Wednesday, April 15, 2009

Blame


[image: Improbable sunset]

Yesterday morning I dropped the coffee cream - the carton just slipped from my hand. Only a little cream spilled on the floor. This is the result of peripheral neuropathy, nerve damage in both feet and hands, which often occurs with kidney failure. But in the quietness of morning, I heard my father say accusingly, "Why'd you do that?"

Once a therapist tried to convince me it was my own voice in my head. Wrong. I don't own this voice, I don't think that way. It is the deeply engraved memory of things said a thousand times, the deep memory of being watched and criticized at every turn. Every action. When I was a child there was no escape. Now - he has been dead twelve years - there is still the voice. His monument. As for me, at least I can notice it and examine it.

"Why'd you do that?" as if I dropped it through some fault, some failure of attention. That was my father's take on life. He believed that one had an individual will that should be able to achieve anything, and certainly never make small mistakes, like dropping the cream. In his last years, after he experienced abdominal surgery, and found recovery very slow, found he couldn't do everything, this belief led to huge, embodied frustration, and the kind of violent talk he learned from Rush Limbaugh. I remember at the last, horrible Thanksgiving dinner at Cassie's house, him talking about "sand niggers with dishtowels on their heads." The rest of the family had this way of responding to excesses like this without demeaning him or arguing. My brother made some joking remark and burst out laughing, and everyone else laughed along. I suppose I just sat there straight-faced. I was not able to think that his growing racism and verbal violence ("Ah, shoot them all, mow them down") was funny. He didn't mean it to be.

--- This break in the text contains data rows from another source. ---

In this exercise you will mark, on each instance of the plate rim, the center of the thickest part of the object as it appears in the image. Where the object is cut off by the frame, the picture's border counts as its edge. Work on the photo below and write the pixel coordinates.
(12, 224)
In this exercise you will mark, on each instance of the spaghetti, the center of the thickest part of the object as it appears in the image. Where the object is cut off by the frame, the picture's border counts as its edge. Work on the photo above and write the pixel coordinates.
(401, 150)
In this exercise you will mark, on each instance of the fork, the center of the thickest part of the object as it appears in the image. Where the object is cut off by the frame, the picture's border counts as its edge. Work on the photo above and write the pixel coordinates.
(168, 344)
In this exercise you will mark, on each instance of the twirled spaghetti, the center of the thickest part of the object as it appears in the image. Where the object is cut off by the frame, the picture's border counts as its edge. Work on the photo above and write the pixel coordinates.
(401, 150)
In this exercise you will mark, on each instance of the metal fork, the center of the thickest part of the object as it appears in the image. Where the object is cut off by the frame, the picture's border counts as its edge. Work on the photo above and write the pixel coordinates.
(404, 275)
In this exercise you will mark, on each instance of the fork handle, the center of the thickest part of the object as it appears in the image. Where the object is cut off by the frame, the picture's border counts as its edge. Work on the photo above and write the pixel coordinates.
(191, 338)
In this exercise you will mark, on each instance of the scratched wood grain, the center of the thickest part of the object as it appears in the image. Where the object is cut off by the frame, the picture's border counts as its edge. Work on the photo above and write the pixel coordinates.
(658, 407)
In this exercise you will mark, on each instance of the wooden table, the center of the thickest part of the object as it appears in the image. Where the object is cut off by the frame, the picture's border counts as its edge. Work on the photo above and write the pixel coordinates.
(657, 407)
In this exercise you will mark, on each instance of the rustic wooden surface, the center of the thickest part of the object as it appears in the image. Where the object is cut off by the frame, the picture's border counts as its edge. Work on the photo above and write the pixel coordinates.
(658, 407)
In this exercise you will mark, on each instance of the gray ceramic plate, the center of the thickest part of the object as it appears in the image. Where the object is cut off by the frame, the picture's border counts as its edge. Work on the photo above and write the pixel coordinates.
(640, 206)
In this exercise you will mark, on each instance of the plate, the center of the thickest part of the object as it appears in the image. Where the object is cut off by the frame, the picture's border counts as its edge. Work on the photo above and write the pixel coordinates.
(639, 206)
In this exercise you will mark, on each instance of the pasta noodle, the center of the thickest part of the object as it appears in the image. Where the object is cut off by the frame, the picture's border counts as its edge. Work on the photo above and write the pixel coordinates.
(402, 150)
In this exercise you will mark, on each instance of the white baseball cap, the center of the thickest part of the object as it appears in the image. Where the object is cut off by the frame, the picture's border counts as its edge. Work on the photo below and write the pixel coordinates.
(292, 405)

I seem to have strayed far from what I want to talk about, but not really; I am learning how the rambling talk of the blog is really a kind of essay that includes the right brain. So the above informs the reader a little more clearly what my father was about, and how he dominated the family. After he died my sister went manic and talked like him, his sayings, his voice, for months. As for me, a slide show of memories began to run in my head, visual memories of a much worse abuse. Remembering sexual abuse after a death is not uncommon, since it is not safe to remember while the abuser is alive. Seems very strange; seemed strange to the psychiatrist I saw, who told me there was no documented case of repressed memory coming forward after fifty years. It did not occur to him to document me. Fortunately, I finally turned up a therapist who was deeply learned in working with this issue.

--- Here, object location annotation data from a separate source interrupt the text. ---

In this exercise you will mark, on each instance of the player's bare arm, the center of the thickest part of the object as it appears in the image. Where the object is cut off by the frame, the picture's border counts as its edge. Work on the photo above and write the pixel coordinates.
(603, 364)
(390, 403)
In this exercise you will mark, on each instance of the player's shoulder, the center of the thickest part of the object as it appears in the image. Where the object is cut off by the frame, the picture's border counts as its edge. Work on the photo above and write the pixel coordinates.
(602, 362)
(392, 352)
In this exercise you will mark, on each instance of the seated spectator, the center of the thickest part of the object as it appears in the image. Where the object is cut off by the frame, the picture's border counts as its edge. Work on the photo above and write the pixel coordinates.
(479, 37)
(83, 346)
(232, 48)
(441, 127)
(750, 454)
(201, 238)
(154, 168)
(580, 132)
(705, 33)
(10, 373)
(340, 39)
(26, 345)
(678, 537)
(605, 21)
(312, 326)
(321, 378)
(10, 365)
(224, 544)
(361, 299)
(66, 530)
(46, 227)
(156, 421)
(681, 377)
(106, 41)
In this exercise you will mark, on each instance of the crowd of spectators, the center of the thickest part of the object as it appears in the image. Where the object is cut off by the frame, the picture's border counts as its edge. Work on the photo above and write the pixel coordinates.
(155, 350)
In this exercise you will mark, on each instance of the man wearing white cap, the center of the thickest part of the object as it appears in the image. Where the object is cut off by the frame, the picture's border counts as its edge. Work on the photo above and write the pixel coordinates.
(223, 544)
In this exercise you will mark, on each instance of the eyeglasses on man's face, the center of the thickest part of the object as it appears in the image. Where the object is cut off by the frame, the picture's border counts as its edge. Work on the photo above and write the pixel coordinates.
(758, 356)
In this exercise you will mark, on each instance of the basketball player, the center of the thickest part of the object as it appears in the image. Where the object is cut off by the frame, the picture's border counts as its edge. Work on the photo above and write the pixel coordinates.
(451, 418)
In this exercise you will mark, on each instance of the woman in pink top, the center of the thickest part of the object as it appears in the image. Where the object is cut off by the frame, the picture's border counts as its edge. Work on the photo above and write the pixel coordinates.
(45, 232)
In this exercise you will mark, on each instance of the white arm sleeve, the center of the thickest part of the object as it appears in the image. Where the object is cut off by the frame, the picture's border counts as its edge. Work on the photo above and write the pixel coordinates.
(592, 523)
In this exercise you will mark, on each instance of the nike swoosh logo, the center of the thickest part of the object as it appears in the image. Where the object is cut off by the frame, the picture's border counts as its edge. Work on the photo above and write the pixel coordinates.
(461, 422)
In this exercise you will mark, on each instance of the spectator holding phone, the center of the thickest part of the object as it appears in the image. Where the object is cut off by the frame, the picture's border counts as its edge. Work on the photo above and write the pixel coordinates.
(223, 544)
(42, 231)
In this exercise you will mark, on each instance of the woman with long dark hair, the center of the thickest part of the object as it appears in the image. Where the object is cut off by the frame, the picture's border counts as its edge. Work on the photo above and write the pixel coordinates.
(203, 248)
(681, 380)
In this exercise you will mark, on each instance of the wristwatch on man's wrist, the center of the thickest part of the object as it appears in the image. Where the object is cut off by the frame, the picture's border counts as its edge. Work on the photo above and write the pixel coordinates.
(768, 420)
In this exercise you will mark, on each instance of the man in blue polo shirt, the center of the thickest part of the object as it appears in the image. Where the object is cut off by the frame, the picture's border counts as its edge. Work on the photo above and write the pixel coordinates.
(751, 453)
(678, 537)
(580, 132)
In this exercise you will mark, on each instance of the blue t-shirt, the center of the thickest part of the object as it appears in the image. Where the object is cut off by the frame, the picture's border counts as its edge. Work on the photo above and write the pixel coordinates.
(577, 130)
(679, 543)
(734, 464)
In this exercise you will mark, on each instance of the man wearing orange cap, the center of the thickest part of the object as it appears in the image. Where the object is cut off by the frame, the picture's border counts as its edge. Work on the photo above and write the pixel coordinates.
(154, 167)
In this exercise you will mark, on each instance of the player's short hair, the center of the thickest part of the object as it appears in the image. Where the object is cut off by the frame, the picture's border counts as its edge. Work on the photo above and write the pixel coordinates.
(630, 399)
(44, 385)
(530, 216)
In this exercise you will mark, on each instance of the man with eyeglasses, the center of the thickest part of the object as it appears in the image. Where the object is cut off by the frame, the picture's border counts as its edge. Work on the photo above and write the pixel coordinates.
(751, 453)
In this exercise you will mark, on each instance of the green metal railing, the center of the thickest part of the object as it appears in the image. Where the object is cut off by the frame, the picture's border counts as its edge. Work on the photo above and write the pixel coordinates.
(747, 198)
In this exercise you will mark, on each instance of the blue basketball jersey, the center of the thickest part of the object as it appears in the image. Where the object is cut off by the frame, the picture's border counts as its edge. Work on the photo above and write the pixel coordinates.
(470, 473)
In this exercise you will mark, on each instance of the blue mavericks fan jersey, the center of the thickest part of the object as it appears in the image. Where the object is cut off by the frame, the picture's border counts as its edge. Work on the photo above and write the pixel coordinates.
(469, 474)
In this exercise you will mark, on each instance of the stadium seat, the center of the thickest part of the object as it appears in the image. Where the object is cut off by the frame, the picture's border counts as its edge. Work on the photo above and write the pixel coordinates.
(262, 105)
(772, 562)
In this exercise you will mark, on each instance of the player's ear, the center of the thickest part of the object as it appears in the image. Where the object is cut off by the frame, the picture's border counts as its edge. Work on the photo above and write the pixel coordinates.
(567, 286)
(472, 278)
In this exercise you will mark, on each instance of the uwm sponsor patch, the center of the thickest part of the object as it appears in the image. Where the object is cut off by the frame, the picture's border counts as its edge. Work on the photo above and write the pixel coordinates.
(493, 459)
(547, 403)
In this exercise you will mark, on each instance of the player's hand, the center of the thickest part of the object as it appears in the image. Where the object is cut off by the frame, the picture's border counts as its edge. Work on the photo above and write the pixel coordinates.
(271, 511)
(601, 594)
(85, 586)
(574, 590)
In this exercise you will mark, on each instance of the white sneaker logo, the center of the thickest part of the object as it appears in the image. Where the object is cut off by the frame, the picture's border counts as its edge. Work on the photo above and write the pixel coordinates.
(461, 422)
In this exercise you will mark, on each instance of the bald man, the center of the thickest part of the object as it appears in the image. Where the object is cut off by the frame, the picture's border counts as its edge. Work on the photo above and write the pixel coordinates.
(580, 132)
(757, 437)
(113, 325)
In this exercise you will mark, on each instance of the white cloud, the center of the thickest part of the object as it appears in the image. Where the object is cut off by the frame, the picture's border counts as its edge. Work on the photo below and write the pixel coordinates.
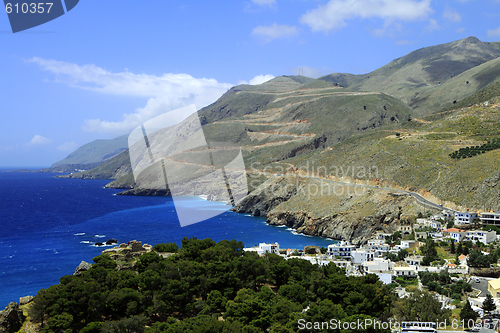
(165, 93)
(68, 146)
(404, 42)
(259, 79)
(311, 71)
(39, 140)
(494, 32)
(335, 13)
(451, 15)
(433, 25)
(264, 2)
(268, 33)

You can't rank it, what's worse, sexual abuse or the constant verbal abuse. They are intertwined. The verbal abuse was turned on me much more than my brother and sister; men often scapegoat the child they are abusing. And it's common to have a scapegoat in an alcoholic family, to target the child who is The Problem. It diverts attention from the real problem. It works for everyone but the scapegoat. Blame.

So yesterday I found myself nervous about going to the doctor. It was clear to me that it was related to my knowledge that I had really messed up, and not been compliant with his treatment guidelines. Too much else going on health-wise, a confusion of specialists and tests. I told Tom, "He won't be mad at me, he's not like that." I was afraid of this doctor, who has never been anything but pleasant and on the task. In the end, our psychology is simple - I was trained to be afraid of disappointing any male in the position of authority. Afraid of being blamed. Insight does not undo all that training.

I like the clinic, the atmosphere there - they actually help people. I was examined first by a doctor in training, who did an excellent exam of the muscle spasm in my back (yes, it's a muscle spasm, not a disc problem). He verified that the focus of pain is my ankle, as I burst into tears when he pressed on it, not something I usually do He went out and in a few minutes came back, with my musculo-skeletal doc.

He was entirely matter-of-fact, explained what he had hoped the boot would do, and why he had prescribed the walker. He asked if I could do an MRI, which I can as long as no contrast dyes are used. We talked about resting, really resting the ankle. You know, this means the dumbest things. Like right now it means not popping up to get a little more coffee, which I'd really like to do.

On the way home, we stopped at the church to pick up the walker that sits in the cloakroom. I was amazed at how it straightened me up, how it eased my limp. It alarms Tom that its brakes don't work. Today we are going to go fill the prescription, buy me a walker.

I get to relive what Tom went through six years ago when his post-polio syndrome weakened his leg muscles, so that he kept falling down. The clinic we went to in Boston gave him a Lofstrand, a type of crutch, and the difference was miraculous. Of course, he didn't want to use it. He was very reluctant to accept his "new normal." I didn't understand. I thought he could do better.

Now I am the one unconsciously resisting assistive devices. It's amazing what you can end up having in common. How we would be for each other in old age was not on our minds the summer night we sat on a hillside and watched the sun set and the moon rise.